Trasuda onestà e rispetto, la musica dei Brown Horse. Non è un caso che Patrick Turner affidi a “Stealing Horses” le prime note del disco, una ballata country-rock dove strati di chitarre elettriche, basso e batteria intercettano fisarmonica, banjo e slide guitar facendo da sfondo a un simbolico raccordo tra passato e presente: “Ti ho sentito alla radio ieri a tarda sera cantare una vecchia canzone di Jimmie Rodgers, puoi lasciare la tua sella qui, ma è ancora il mio cavallo quello che dovrai cavalcare".
Sono tante le emozioni che regala “Reservoir”, ma non sono mai sfacciate, spesso meste e sofferte al punto da apparire frustranti - il canto strozzato e dolente di “Resevoir” - a volte inebriate da un algido mood soul che il graffio di un assolo di chitarra prova a far deflagrare regalando una delle canzoni più belle del lotto, “Shoot Back”.
Sono bastati quattro giorni di registrazione al produttore Owen Turner per mettere a punto l’album, ed è sorprendente la potente coesione d’insieme di “Reservoir”, nonostante siano ben quattro i musicisti coinvolti come autori. Anche quando la band indugia in una tenera e poetica celebrazione di Paul Gilley - oscuro cantautore morto annegato a soli 27 anni e riconosciuto come autore del testo di “I’m So Lonesome I Could Cry” - o quando allenta la tensione nel prevedibile accorato finale di “Called Away”, è percepibile un alito vitale che scuote l’anima più di un grido o di uno schiaffo.

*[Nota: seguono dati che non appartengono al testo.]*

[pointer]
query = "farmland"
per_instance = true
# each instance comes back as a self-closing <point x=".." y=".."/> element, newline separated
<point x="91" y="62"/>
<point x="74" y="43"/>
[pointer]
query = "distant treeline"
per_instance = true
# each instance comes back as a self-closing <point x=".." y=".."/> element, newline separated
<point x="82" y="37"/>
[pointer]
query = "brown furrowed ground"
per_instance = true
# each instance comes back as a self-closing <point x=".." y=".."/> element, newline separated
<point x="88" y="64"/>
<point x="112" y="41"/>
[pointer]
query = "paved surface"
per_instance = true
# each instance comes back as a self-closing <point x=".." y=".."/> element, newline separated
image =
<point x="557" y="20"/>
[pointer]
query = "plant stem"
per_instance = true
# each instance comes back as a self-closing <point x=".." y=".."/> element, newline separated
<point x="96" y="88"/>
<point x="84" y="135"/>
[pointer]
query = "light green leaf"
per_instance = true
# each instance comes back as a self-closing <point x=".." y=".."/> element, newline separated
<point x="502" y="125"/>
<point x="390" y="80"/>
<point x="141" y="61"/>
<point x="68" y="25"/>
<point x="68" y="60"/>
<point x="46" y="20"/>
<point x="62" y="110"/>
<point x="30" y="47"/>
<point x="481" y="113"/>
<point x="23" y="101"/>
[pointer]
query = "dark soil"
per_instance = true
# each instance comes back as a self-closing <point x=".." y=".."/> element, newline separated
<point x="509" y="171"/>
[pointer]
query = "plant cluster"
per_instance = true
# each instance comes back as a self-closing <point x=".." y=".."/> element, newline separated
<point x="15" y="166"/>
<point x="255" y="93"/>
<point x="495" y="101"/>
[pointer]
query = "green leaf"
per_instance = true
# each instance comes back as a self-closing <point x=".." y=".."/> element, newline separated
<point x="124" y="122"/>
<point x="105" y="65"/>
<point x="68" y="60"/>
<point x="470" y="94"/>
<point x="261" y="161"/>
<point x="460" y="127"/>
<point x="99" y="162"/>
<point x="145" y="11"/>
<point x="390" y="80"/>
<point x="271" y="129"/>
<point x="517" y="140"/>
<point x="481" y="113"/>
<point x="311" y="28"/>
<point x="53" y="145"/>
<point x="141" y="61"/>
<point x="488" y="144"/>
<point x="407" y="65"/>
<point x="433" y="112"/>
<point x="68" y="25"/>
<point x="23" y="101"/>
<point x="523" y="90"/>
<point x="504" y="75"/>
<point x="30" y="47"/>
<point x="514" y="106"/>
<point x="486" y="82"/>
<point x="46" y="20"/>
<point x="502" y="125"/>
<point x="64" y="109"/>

Densa, colta e struggente, l’opera dei Brown Horse è la prima sorpresa dell’anno. Un disco che trasuda un’intensità espressiva e un’urgenza emotiva che a volte tolgono il fiato, come quando violino e chitarra duellano nella travolgente “Sunfisher” o quando la band va a briglie sciolte e regala un'energica e liberatoria “Silver Bullet”. L’agrodolce malinconia dei Brown Horse è ben sottolineata anche dal cantato a metà strada tra un giovane Bob Dylan e Tracy Chapman di Patrick Turner e dal controcanto di Phoebe Troup, la musica è densa, polverosa e granitica, quasi greve, ed è difficile non pensare, con le dovute differenze, ai Cowboy Junkies di “The Trinity Sessions”, soprattutto quando la fisarmonica prende il comando emotivo di “Outtakes” o quando banjo, fisarmonica e lap steel abbassano la tensione per un commiato che sa di speranza e promessa (la già citata “Called Away”).
Ai Brown Horse va dato atto di aver catturato aspettative e disinganni del sogno americano, di averne colto la fragilità, l’inquietudine e l’amarezza, trasformandole in poetiche visioni sonore che hanno un senso anche oggi che il sogno americano è più simile a un incubo, “Reservoir” è un disco che si candida già da ora come uno dei migliori album di musica alt-country dell'anno, poco importa che a raccontare questa storia siano sei ragazzi di Norwich, Inghilterra.